Bu durumda,
"Ben" diye
ifade ettiğimiz kendimiz, yani kuantum benlik, yeterince
gerçek fakat zaman zaman net olmayan ve düzensiz değişen
sınırlara sahip, bir yerden bir yere kayan bir şeydir. Onun
dinamiğinden söz edebiliriz, fakat temel parçacığın pozisyon
ve momentumunu etraflıca belirleyemediğimiz gibi, onu da
belirleyemeyiz. Tözü vardır ama bu töz çeşitli yollarla
elimizden kaçıp kurtulur. Belli bir kesinlikle 'ben benim'
diyebilirim, ama bu benlik demekse kim ya da ne olduğumu
söylemek zor olacaktır. Temel parçacıkların bireysel
kimlikleri an be an düzensiz değişime sahip varoluşlardır.

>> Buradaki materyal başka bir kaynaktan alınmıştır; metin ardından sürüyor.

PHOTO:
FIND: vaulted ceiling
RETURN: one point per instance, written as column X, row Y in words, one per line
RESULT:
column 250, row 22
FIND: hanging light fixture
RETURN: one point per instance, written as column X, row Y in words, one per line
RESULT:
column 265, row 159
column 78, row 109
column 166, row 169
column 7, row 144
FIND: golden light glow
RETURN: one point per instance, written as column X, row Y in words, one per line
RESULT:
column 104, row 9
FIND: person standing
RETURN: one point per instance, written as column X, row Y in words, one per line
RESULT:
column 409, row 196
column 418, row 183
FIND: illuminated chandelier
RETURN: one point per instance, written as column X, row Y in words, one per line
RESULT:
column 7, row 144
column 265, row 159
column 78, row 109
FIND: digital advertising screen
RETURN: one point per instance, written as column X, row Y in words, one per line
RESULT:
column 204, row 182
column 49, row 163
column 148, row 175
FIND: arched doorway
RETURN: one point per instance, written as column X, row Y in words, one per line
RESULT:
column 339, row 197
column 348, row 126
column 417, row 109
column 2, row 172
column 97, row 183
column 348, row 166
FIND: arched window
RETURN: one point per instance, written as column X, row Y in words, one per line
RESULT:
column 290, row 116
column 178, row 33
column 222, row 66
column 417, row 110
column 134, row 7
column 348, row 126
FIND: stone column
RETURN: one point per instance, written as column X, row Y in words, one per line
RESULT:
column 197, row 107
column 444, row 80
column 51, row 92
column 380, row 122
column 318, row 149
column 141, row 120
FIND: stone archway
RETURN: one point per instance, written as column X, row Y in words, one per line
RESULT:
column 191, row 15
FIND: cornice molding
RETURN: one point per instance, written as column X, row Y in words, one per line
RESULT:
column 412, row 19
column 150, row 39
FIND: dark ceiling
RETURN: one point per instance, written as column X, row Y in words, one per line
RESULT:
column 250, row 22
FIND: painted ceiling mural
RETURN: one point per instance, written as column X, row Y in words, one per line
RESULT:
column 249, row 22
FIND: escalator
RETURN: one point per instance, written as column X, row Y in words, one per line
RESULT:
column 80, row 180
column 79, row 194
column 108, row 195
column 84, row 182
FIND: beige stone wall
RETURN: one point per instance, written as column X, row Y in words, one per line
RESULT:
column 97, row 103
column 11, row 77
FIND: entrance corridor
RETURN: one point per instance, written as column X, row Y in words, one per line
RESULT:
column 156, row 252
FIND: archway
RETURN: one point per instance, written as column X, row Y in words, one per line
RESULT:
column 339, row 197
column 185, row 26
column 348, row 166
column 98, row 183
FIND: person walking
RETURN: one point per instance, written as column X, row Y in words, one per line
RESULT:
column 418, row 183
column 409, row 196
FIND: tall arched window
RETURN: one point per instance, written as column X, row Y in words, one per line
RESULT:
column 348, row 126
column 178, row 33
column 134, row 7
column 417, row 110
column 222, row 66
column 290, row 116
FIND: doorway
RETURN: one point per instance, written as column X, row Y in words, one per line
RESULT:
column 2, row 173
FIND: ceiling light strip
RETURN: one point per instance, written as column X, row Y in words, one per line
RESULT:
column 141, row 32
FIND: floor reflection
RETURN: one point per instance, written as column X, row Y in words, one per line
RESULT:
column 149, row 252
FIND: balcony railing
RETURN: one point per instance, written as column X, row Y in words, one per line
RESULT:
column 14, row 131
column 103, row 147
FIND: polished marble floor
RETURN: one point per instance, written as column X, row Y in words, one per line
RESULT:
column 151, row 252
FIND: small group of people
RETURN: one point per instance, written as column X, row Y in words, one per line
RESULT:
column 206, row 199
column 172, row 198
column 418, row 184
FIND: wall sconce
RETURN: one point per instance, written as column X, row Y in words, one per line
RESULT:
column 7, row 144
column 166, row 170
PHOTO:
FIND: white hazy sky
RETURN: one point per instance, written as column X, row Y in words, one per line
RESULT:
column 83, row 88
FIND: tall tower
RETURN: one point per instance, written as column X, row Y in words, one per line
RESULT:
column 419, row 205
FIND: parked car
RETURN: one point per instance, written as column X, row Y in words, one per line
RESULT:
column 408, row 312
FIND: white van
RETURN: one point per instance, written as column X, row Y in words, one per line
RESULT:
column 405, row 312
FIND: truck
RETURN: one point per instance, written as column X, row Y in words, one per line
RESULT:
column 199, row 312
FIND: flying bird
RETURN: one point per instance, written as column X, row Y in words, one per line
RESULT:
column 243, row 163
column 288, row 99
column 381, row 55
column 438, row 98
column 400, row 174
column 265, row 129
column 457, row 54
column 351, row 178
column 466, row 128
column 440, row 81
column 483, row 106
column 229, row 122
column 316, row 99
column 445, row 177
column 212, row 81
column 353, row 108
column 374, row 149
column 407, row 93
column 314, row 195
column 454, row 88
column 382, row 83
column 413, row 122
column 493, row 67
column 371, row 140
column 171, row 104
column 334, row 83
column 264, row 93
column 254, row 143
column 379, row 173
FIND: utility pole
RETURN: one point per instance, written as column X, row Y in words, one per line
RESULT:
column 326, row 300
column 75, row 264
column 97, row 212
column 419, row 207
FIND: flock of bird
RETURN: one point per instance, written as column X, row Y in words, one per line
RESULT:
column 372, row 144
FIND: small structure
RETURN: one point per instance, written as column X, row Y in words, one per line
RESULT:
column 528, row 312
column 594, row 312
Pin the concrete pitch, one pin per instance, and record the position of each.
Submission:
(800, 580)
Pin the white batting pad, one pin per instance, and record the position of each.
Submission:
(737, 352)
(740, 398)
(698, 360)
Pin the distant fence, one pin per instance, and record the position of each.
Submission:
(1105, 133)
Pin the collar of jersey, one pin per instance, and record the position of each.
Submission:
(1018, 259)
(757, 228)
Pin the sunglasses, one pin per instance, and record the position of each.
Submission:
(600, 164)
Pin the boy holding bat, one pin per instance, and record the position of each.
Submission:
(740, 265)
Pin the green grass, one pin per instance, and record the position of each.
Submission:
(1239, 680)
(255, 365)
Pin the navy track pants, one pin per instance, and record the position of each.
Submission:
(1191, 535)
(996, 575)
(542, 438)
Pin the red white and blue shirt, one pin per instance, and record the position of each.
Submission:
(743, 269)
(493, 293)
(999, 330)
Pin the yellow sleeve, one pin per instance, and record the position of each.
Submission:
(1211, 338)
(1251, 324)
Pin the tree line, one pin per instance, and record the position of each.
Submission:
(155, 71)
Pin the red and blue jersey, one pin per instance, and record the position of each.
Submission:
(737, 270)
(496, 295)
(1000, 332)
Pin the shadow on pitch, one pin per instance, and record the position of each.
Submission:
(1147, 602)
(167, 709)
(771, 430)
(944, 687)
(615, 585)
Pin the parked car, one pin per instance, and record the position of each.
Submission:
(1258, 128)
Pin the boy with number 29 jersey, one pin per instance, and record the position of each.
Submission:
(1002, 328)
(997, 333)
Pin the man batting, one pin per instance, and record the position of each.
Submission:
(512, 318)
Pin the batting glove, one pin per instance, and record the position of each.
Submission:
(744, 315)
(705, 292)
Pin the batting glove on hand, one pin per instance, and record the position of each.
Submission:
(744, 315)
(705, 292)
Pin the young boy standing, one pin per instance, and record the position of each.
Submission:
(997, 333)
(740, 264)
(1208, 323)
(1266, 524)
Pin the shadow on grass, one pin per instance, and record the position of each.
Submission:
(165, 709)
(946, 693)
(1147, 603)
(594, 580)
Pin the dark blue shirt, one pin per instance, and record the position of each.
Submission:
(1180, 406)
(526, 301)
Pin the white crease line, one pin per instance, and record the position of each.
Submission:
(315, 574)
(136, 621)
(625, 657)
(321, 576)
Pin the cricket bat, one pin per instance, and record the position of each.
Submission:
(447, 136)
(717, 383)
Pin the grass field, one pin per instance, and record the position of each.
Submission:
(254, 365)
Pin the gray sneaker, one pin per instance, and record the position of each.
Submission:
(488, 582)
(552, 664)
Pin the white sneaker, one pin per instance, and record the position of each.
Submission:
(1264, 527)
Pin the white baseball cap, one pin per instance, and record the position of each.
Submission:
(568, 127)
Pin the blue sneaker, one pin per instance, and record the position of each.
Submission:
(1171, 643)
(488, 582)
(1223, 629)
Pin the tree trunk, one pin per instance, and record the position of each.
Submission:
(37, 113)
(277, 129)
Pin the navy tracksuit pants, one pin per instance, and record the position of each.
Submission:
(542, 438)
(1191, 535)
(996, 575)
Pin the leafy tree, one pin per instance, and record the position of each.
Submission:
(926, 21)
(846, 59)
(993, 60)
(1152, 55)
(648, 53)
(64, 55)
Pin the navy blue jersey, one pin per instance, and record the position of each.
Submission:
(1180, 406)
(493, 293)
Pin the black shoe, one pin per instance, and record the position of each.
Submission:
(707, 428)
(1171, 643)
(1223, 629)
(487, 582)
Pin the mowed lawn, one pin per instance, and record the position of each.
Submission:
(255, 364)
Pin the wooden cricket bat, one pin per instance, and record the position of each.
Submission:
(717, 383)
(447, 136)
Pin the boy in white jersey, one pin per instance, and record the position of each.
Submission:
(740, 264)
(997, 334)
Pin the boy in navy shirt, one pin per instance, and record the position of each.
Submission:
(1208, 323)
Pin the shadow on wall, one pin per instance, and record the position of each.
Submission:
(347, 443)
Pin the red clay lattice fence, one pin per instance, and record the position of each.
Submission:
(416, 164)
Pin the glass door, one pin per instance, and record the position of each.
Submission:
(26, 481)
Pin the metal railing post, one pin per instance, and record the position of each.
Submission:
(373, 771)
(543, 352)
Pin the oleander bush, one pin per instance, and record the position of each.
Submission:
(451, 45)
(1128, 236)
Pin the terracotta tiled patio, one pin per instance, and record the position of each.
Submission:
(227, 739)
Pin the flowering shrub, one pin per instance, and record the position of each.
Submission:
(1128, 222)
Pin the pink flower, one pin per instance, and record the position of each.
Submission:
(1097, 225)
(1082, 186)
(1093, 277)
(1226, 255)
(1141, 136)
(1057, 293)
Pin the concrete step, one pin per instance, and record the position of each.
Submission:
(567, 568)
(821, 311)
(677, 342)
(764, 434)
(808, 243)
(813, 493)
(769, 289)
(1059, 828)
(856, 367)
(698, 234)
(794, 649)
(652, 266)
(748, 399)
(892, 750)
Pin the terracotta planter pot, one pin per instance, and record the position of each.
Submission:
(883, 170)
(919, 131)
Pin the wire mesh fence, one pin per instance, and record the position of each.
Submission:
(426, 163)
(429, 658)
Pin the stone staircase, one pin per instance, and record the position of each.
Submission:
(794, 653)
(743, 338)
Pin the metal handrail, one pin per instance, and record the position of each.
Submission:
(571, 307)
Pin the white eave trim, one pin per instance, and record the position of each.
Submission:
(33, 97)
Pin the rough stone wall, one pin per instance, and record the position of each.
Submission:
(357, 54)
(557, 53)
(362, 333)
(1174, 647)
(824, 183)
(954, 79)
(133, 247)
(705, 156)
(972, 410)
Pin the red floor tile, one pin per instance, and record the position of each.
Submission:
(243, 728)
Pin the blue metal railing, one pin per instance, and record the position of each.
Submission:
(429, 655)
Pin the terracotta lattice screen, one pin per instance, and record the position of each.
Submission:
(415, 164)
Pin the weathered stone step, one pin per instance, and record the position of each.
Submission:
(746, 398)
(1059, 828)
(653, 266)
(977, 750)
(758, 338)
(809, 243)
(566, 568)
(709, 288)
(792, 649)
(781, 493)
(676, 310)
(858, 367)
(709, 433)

Bireysel bir elektron yükü, kütlesi, dönüşümü hakkında her an
değişik şeyler söyleyebiliriz ve bir elektronu diğerinden
ayırabiliriz. Fakat şuurlu bir maksatla uzun zaman
koruyabildikleri sabit bir kimlikleri yoktur. Eğer ayırt
edilebilecek denli bireysel iki elektron birleşip daha sonra
ayrılırsa ortada yine iki elektron olacak ama bunların hiçbir
geçmişleri olmayacaktır. Hangisinin aslında hangisi olduğunu
sormak olanaksız hatta anlamsız olacaktır. Ancak, insan
şuurunun amaçlı ve bir maksada yönelik olarak kontrol altında
tuttuğu elektronlar seçme özgürlüğüyle bir maksada uygun
harekete geçeceklerdir, bu açıdan, insanı adeta bütünleşmiş
tek bir elektron gibi kabul edebiliriz.
"Şimdi", geçmiş içinde yok olup
giderken o zaman Ben olan benlik, beynin uzlaşımsal hafıza
sistemine
"geçmişte bir anı"
olarak kaydedilir. Kendisi yeni
bir dizi nöron yolu oluşturup karşılığında yoğunluk içindeki
enerjileri geri beslenmeye başlar. Bu, hafızanın Parfit ve
diğer filozoflarca da sözü edilen bildik anlamıdır. Fakat
kuantumsal görüşe göre, bir an önce ben olan benlik her yeni
deneyimin sonucunda oluşan yeni dalga fonksiyonlarının kendi
dalga fonksiyonuyla çakışması yüzünden, aynı zamanda hem bir
sonraki "şimdi" hem de gelecek benliğiyle bağlantılıdır.
Sonsuz Şimdi
Aslında Kuantum Teorisinde
anlatılan, birbiri içine geçmiş dalga fonksiyonları şuur
alanları ve şuur alanlarının inceden kabaya doğru uzanan
saçaklanmalarıdır. İç içe geçen ve sürekli yenilenen şuur
alanlarımızla hem
"An" daki
hem de gelecekteki oluşumları hazırlayan bizleriz. Öyleyse
bizler her zaman
"Sonsuz Şimdi" 'de yaşarız. Yani ben olan her bir benlik, an be
an bir sonraki ana alınıp orada hem uzlaşımsal anlamdaki
hafıza, hem eski anılarıyla hem de yeni deneyimlerle birbirine
bağlanır. Geçmişle şimdi arasındaki bu bitmeyen diyalogun
dinamiği, yeni bir kuantum sistem biçimlendirilmesi için dalga
fonksiyonlarının iç içe geçtiği iki temel parçacığın
dinamiğine benzer. Sadece bu durumda biçimlenen şey yeni bir
kuantum benliktir. Ben kısmen dün olduğum kişiyim
çünkü o kişi, şu an benim varlığımı oluşturan şeyin içine
katılmıştır. Kuantum mekaniksel terminolojide, geçmiş şimdiyle
bir geçiş ilişkisine girmiştir, çünkü hem geçmiş hem de şimdi
şuurun zemin durumunda dalga fonksiyonları üretirler.